SYSTEM COST ESTIMATING IN SOFTWARE PRODUCT LINES USING FEATURE-ORIENTED APPROACH

Authors

  • Amougou Ngoumou Higher Teacher Training College, University of Yaounde I, Cameroon
    • Marcel Fouda Higher Teacher Training College, University of Yaounde I, Cameroon

      DOI:

      https://doi.org/10.15282/

      Keywords:

      System cost estimation , Software Product Line, Domain analysis, Reuse, Feature-orientation

      Abstract

      The feature business component of a software product line in its solution part shows services provided by that software product line in a feature model which is an AND/OR graph.
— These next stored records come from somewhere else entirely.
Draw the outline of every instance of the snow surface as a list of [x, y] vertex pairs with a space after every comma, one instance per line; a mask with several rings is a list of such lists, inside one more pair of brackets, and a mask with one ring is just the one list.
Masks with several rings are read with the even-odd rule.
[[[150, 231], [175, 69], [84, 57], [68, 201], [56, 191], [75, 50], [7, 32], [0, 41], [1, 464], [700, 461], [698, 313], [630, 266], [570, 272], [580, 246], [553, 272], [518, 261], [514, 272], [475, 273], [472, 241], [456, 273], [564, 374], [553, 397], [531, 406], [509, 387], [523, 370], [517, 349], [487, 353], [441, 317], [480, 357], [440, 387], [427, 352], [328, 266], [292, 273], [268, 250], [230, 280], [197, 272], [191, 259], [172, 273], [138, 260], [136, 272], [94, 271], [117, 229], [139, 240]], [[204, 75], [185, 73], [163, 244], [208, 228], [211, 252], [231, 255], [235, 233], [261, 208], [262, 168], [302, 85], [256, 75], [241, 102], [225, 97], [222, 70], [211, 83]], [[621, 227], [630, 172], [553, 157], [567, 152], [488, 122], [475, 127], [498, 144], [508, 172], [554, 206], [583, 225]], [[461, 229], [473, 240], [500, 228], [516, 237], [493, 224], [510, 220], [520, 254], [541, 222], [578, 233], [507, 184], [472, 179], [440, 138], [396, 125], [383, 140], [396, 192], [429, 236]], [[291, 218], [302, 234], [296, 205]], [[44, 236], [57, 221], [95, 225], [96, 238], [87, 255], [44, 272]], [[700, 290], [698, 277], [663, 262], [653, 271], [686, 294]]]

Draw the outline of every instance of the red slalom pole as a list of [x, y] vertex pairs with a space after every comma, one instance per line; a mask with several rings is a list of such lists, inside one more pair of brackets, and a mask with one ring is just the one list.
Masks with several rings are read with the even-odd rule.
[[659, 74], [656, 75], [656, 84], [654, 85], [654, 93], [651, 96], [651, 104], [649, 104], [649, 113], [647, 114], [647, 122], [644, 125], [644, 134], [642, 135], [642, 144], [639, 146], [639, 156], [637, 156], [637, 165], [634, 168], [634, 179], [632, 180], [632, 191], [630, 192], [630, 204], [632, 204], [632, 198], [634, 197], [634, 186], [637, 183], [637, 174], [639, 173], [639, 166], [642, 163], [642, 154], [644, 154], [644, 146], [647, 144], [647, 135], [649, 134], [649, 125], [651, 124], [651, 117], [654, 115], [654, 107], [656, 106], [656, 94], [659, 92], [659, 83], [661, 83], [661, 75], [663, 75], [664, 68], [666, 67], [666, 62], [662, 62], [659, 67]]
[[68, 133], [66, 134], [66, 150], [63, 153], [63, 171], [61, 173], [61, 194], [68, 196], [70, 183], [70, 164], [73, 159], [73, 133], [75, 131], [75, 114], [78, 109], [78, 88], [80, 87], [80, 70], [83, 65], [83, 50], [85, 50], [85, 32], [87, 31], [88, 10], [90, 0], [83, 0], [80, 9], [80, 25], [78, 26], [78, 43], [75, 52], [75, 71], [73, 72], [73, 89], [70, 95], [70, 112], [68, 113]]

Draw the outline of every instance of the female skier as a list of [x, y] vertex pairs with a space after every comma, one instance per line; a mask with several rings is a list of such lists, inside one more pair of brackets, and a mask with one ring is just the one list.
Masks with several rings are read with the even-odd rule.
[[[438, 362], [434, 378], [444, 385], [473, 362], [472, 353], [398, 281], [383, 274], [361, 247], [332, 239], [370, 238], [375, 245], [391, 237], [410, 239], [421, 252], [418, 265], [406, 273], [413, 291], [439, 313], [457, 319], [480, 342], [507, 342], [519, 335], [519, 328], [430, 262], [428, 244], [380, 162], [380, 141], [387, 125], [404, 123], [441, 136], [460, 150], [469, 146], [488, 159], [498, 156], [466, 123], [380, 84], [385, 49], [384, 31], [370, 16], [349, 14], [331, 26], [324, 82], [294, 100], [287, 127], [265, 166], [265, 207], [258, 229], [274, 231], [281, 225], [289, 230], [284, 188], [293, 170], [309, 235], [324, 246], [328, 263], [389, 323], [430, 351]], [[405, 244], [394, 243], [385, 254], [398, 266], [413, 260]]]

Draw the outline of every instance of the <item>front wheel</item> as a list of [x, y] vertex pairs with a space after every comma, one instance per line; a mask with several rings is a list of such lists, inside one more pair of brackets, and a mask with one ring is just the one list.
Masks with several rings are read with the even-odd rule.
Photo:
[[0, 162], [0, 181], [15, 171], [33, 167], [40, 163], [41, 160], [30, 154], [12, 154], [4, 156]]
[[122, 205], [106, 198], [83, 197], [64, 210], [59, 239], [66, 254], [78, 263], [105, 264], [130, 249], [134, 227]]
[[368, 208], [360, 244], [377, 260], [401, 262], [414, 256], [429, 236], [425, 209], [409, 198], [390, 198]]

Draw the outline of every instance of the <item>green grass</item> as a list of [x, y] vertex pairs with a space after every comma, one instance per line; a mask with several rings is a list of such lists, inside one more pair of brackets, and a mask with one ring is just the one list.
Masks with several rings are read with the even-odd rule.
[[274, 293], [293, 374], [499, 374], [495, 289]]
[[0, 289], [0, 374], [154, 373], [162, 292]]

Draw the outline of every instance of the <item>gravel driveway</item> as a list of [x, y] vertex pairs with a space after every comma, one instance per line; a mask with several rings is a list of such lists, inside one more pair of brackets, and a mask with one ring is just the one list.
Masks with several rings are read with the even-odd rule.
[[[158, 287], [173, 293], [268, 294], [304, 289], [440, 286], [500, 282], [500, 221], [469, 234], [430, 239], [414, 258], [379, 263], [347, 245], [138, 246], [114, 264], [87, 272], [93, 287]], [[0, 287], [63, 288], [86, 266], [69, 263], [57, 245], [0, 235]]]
To be implemented, these services can require Commercial Off-The-Shelf Products (COTS). Therefore, evaluate the cost of a system in Software Product Line (SPL) is difficult since many COTS are evolved in features at different levels of the feature model. Currently, several approaches have been proposed to evaluate software project cost, including algorithmic methods such as Constructive Cost Model, Software Life-Cycle Management (SLIM), and Functional Point Analysis (FPA), as well as non-algorithmic methods such as Delphi, rule-based, and learning-based approaches. However, COTS components are independent of the project, and their costs are dynamic. In this work, we suggest a methodology and propose algorithms to approximate the cost of a product belonging to a given software product line, including the minimal and maximal cost. The novelty of this work lies in enriching feature business components by adding new knowledge during domain analysis, such as required COTS and their associated costs for each feature at different levels of the feature model. This enhanced model enables the development of algorithms for more effective system cost estimation.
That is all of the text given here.